By Daron Bedrosyan
Like many young adults in this country, I am a first generation Canadian. My parents both left their native Turkey as lonely teenagers immediately after completing high school to pursue higher education and wider opportunities in Canada. But migration is nothing new to my family – each generation since the start of the 20th century has gone through major re-settlements. My family’s story spans from rural villages in Eastern Turkey, to the urban heart of Istanbul, to the freedoms we now enjoy in Canada. It is a story of ongoing persecution, resettlement and hard work that is certainly not unique to refugees. I owe my parents a great deal for focusing my family perspective on important goals our ancestors passed on to us. We have tried to keep these goals consistent throughout each generation of migration:
- The importance of family for basic survival and health;
- The pursuit of a quality education by any means necessary;
- And the ambition to integrate, advance and be involved in the progress of whatever new society we are settled in.

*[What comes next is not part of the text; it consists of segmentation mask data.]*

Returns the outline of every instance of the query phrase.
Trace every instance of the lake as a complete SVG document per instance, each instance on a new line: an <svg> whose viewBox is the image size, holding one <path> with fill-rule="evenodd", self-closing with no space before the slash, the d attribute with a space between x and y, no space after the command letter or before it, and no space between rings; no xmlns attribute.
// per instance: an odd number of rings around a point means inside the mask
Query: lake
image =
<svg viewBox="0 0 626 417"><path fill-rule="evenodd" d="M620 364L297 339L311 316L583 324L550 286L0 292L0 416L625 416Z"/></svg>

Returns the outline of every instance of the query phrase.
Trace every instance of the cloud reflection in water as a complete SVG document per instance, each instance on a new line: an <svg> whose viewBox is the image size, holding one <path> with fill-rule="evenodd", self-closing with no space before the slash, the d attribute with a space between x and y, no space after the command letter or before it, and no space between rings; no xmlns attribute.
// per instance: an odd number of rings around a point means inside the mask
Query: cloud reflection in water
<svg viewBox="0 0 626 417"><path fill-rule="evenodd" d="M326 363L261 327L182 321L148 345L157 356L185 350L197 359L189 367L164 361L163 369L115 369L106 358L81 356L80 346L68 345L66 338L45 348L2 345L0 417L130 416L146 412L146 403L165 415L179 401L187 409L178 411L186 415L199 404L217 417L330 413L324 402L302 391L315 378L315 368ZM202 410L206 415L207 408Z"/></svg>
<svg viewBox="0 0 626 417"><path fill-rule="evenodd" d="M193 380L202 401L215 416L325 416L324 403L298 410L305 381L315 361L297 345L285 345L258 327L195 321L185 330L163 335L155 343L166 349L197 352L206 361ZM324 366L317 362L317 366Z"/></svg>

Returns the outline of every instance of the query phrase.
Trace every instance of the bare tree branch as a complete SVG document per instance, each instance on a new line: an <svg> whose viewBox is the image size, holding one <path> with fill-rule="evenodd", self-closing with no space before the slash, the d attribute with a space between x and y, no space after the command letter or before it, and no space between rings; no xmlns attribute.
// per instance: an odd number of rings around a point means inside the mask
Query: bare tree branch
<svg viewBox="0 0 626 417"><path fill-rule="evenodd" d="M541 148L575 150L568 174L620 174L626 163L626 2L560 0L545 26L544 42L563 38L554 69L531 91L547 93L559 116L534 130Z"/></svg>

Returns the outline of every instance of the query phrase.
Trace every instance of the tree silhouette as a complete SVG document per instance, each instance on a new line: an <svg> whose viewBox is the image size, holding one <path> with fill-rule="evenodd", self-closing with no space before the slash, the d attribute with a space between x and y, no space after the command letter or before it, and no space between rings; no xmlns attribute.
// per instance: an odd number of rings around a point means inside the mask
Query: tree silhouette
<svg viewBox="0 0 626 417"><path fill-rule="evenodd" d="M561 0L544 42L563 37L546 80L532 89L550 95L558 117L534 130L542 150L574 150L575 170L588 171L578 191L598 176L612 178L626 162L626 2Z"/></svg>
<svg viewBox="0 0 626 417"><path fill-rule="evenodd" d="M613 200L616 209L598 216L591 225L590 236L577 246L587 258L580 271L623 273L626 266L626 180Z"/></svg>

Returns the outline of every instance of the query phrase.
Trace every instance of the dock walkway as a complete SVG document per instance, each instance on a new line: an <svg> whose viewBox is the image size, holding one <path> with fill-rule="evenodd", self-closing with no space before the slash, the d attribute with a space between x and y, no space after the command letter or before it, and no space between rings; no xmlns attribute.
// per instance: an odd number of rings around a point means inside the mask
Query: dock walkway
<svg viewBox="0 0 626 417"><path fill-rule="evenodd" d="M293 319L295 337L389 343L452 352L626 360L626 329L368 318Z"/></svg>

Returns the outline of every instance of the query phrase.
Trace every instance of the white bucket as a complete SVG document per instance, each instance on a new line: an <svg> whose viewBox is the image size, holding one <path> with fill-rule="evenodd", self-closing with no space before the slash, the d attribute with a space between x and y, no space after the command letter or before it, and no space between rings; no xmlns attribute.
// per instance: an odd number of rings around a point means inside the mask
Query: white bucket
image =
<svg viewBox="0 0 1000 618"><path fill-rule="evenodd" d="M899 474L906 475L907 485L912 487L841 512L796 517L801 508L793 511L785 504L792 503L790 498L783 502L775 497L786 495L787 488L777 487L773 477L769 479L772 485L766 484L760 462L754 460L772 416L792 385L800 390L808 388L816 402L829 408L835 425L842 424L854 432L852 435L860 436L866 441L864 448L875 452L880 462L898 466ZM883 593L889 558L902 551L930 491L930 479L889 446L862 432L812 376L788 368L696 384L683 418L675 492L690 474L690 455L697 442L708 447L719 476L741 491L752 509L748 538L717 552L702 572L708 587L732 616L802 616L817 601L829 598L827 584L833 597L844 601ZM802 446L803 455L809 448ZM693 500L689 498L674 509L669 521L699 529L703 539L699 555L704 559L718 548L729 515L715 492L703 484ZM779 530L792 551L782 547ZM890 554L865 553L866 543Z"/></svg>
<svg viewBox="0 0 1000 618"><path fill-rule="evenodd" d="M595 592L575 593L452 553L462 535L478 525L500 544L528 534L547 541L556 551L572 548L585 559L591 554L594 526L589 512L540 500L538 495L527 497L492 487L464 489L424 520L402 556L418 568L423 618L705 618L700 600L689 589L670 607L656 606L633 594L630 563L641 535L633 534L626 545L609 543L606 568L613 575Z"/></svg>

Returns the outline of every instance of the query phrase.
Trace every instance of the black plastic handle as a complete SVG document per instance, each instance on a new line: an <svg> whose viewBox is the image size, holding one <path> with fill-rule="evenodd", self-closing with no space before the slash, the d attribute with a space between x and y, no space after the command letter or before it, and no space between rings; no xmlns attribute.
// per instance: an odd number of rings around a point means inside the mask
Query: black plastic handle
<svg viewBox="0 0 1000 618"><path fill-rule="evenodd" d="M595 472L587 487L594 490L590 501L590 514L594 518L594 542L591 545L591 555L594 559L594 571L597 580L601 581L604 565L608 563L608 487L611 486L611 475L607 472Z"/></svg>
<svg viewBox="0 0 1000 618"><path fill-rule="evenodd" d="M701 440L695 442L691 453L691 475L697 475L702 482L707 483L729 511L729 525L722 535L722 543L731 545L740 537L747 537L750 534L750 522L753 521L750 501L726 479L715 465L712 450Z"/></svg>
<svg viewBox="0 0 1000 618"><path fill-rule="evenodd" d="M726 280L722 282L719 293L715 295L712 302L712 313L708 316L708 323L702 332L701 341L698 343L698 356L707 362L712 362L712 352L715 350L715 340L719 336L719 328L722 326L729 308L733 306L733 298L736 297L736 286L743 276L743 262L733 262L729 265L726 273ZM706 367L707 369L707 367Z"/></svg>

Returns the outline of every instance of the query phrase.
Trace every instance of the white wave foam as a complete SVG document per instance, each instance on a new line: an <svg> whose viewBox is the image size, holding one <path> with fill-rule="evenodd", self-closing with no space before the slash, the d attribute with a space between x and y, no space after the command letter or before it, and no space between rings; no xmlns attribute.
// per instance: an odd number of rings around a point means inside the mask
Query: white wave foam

These are migrants’ goals for settlement and betterment that we all share as Canadians and as human beings. To this day, I remain grateful to my grandfather for instilling this perspective in us after his unlikely survival of the First World War in the Ottoman Empire, in modern-day Turkey.
My grandfather Haig was born in 1915 in a small village in Eastern Turkey named Lice (pronounced Lee – jeh). During his mother’s pregnancy, his father was taken from their Lice home by Ottoman officials. Beginning in April 1915, all Armenian men in Armenian villages were marched on deportations to unannounced locations where they were supposed to be resettled as labourers. In the years that followed during the war, Ottoman soldiers began deporting the remaining Armenian women and children of these villages as well. It was during these state-ordered deportations that the deaths of the majority of Armenians in the Ottoman Empire occurred at the hands of Ottoman soldiers – events that have been characterized as the Armenian Genocide.

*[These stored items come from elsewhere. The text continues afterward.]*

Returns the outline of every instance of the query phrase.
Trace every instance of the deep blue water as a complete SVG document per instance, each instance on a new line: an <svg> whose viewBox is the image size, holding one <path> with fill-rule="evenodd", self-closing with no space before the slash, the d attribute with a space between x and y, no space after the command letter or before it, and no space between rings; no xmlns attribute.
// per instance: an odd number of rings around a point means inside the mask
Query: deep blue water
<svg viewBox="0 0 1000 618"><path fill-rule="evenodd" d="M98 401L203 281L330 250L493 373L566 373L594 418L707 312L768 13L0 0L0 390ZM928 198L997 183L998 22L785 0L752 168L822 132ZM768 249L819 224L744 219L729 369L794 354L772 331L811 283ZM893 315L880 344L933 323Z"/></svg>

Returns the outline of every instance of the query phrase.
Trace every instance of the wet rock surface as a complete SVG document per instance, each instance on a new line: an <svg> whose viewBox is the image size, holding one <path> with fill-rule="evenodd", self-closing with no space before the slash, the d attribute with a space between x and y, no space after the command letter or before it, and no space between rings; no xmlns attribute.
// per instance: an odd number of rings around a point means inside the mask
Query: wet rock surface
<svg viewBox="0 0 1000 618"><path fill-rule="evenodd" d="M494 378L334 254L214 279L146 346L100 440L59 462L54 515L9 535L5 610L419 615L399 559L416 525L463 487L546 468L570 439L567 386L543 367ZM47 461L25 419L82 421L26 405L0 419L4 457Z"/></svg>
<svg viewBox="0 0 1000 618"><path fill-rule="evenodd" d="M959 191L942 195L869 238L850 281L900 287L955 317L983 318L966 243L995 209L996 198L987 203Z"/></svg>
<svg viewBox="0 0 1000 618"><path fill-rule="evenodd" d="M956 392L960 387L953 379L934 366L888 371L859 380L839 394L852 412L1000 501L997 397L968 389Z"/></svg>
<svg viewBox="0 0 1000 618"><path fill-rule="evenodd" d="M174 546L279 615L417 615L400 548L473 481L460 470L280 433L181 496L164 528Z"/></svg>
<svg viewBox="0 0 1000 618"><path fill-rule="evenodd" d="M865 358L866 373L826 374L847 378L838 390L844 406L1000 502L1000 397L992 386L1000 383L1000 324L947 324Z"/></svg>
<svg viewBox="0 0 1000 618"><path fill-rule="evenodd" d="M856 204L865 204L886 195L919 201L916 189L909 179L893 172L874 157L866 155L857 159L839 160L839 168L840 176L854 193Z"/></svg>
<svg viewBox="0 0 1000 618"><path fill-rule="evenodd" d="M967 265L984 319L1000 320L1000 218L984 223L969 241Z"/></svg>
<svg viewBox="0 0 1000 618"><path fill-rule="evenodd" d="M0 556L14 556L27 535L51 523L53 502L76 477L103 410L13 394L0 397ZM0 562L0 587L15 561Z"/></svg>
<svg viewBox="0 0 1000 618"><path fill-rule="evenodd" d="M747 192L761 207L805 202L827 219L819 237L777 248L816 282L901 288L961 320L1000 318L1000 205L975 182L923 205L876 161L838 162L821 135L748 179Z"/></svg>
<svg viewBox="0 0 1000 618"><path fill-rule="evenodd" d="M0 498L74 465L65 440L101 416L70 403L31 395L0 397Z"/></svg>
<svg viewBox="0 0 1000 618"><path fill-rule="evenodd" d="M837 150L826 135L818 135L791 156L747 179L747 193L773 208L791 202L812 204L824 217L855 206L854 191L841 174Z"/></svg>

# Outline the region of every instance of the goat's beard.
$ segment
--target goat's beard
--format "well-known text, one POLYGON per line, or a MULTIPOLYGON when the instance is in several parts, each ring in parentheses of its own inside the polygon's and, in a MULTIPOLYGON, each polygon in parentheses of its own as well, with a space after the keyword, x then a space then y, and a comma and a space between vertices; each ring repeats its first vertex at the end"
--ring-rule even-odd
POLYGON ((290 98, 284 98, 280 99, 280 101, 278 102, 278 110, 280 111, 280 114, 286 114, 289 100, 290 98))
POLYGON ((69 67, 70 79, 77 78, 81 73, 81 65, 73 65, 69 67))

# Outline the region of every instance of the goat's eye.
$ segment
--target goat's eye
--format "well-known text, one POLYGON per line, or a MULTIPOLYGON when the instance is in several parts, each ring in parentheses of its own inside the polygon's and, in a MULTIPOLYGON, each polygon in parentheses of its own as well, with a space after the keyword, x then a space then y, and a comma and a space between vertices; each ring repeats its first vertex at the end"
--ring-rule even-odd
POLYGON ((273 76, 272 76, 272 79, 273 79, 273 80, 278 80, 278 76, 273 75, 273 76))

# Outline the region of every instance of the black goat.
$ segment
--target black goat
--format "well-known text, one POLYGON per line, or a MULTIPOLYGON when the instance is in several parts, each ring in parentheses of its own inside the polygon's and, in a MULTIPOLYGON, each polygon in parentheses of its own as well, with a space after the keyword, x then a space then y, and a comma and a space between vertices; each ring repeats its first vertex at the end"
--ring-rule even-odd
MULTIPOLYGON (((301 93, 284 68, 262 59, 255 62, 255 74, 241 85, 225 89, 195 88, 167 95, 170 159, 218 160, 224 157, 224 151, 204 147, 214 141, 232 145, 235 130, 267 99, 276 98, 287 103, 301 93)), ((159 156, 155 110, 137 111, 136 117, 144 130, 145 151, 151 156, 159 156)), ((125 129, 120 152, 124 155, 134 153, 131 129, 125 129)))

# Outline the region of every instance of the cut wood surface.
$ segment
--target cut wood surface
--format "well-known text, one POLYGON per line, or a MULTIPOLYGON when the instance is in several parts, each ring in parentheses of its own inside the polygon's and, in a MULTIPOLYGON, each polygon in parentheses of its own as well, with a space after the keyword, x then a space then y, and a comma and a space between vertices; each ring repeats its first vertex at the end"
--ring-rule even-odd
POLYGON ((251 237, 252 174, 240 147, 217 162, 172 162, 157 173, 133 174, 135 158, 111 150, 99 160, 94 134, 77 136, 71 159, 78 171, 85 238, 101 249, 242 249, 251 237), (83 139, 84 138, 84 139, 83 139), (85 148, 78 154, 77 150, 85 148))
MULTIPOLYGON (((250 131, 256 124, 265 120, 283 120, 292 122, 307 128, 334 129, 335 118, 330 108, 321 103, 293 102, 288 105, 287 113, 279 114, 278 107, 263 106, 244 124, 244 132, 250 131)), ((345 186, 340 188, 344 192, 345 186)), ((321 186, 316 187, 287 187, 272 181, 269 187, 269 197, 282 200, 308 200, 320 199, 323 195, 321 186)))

Haig was fortunate to survive this tragedy as a refugee in his own homeland. His mother had to send him to live with her surviving relatives in Diyarbakir, the nearest city in Eastern Turkey. She instructed her relatives to ensure Haig would receive a high school education (not common at the time) and involve him in rebuilding what was left of their community after the war. Although Haig began his life in Diyarbakir like a refugee, he grew into a business owner and community leader with the help of his extended family. As a young adult raising his two sons, he realized that their opportunities to advance in Diyarbakir would be limited. Being Armenian and living in Eastern Turkey meant that they would face both religious and economic persecution. Haig wanted better for his family and his community.

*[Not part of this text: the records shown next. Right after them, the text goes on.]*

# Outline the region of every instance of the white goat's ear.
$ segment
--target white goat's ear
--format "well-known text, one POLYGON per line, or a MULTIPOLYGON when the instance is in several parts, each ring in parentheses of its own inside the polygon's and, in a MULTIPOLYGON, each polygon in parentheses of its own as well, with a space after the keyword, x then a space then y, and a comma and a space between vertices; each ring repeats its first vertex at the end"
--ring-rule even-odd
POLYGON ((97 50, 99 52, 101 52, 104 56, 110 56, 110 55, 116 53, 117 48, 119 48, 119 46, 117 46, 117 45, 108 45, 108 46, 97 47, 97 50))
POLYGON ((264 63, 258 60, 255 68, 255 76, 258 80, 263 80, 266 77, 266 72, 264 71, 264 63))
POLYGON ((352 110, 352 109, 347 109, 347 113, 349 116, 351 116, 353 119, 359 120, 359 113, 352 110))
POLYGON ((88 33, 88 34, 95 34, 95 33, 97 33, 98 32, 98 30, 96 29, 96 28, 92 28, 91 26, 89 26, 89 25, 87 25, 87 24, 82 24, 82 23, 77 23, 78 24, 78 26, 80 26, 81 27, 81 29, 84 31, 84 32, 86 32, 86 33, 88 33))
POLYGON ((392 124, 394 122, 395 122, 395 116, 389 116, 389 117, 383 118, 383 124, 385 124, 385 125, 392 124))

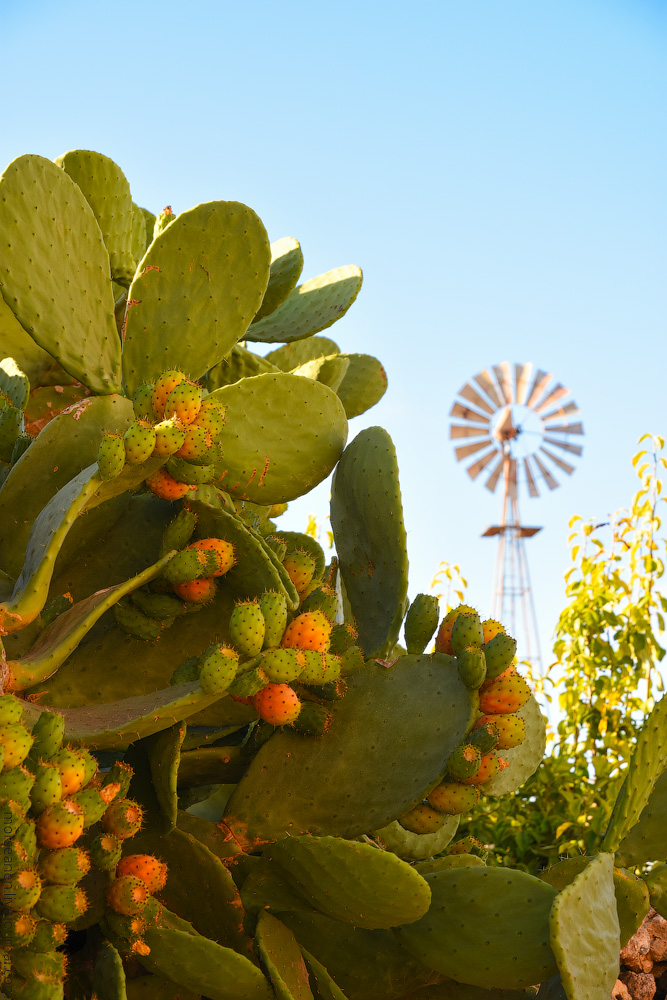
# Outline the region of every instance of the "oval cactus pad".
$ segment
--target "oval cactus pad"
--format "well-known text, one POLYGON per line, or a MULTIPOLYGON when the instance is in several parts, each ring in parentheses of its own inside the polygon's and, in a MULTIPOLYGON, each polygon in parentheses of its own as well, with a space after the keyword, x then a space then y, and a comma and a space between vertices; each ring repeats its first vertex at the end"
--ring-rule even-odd
POLYGON ((361 288, 361 268, 354 264, 318 274, 294 289, 281 306, 253 323, 248 340, 263 344, 290 343, 326 330, 341 319, 361 288))

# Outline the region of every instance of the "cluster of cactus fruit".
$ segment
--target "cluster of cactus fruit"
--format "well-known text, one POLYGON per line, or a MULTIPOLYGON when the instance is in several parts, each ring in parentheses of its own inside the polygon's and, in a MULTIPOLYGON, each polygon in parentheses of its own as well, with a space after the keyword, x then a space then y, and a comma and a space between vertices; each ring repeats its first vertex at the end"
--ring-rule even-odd
POLYGON ((9 165, 0 235, 2 997, 606 998, 667 909, 620 867, 667 858, 667 702, 595 858, 456 840, 545 720, 502 625, 408 602, 393 444, 347 443, 386 376, 321 335, 359 269, 84 150, 9 165), (332 472, 327 565, 278 522, 332 472))

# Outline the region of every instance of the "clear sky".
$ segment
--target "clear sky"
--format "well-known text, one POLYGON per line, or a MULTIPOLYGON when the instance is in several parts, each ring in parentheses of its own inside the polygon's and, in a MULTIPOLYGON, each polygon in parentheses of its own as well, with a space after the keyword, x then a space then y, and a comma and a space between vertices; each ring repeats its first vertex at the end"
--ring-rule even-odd
MULTIPOLYGON (((571 388, 584 457, 523 502, 548 648, 568 518, 627 503, 636 439, 667 432, 665 4, 0 0, 0 40, 2 164, 96 149, 153 211, 243 201, 304 277, 363 267, 329 333, 388 372, 351 434, 395 441, 412 595, 447 559, 489 608, 499 501, 454 461, 461 385, 507 359, 571 388)), ((289 526, 311 511, 326 486, 289 526)))

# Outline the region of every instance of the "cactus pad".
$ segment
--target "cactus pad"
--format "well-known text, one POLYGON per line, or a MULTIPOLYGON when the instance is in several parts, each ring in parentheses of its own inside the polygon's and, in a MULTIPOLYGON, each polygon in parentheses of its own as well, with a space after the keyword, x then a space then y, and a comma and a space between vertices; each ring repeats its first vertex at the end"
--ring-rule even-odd
POLYGON ((361 288, 361 269, 337 267, 299 285, 275 312, 253 323, 247 340, 263 344, 291 343, 326 330, 341 319, 361 288))

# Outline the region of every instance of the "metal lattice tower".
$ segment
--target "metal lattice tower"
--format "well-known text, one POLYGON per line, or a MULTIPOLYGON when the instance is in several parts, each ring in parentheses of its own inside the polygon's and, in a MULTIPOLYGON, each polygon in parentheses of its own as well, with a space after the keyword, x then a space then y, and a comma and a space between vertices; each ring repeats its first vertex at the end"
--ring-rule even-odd
POLYGON ((502 482, 500 524, 482 536, 498 538, 491 616, 517 638, 520 658, 541 671, 525 540, 542 529, 521 523, 519 492, 523 488, 537 498, 540 485, 549 490, 558 487, 555 472, 574 472, 570 462, 583 453, 581 444, 570 440, 584 433, 583 424, 574 419, 579 407, 569 398, 569 389, 530 362, 503 361, 484 369, 466 382, 458 397, 450 410, 449 431, 450 438, 463 442, 454 449, 457 461, 472 458, 466 468, 471 479, 486 469, 484 485, 491 493, 502 482))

Haig decided to move to Istanbul shortly after the birth of his first daughter, my mother Joy. Although he was starting over with his business and his family, he also dedicated as much of his time, if not more, to lead an organized effort to send Armenian children from Eastern Turkey to boarding school in Istanbul, with the hopes of easing the path for their families to move westward for better economic and educational opportunities. It was the same vision that ultimately motivated both Haig’s daughter and my father to each pursue their higher education in Canada. As members of the Christian Armenian minority in Turkey, they were essentially closed off from the public sector and corporate job markets. Without the capital to start their own businesses in Istanbul, they embraced the opportunity to earn a degree and a professional living in Canada.
Nearly half a century later, my brother and I face no such obstacles at the start of our adult lives. My mother and father have worked hard to make the most of their opportunities in Canada after they earned scholarships to the University of Toronto in the 1970s, thanks in large part to the quality education their parents worked hard to afford them in Istanbul. We are proud of our family’s history of resettlement just as much as the next Canadian, whether it spans from country to country, province to province, or town to town. It is this pride that inspires us to appreciate and contribute to a better Canada.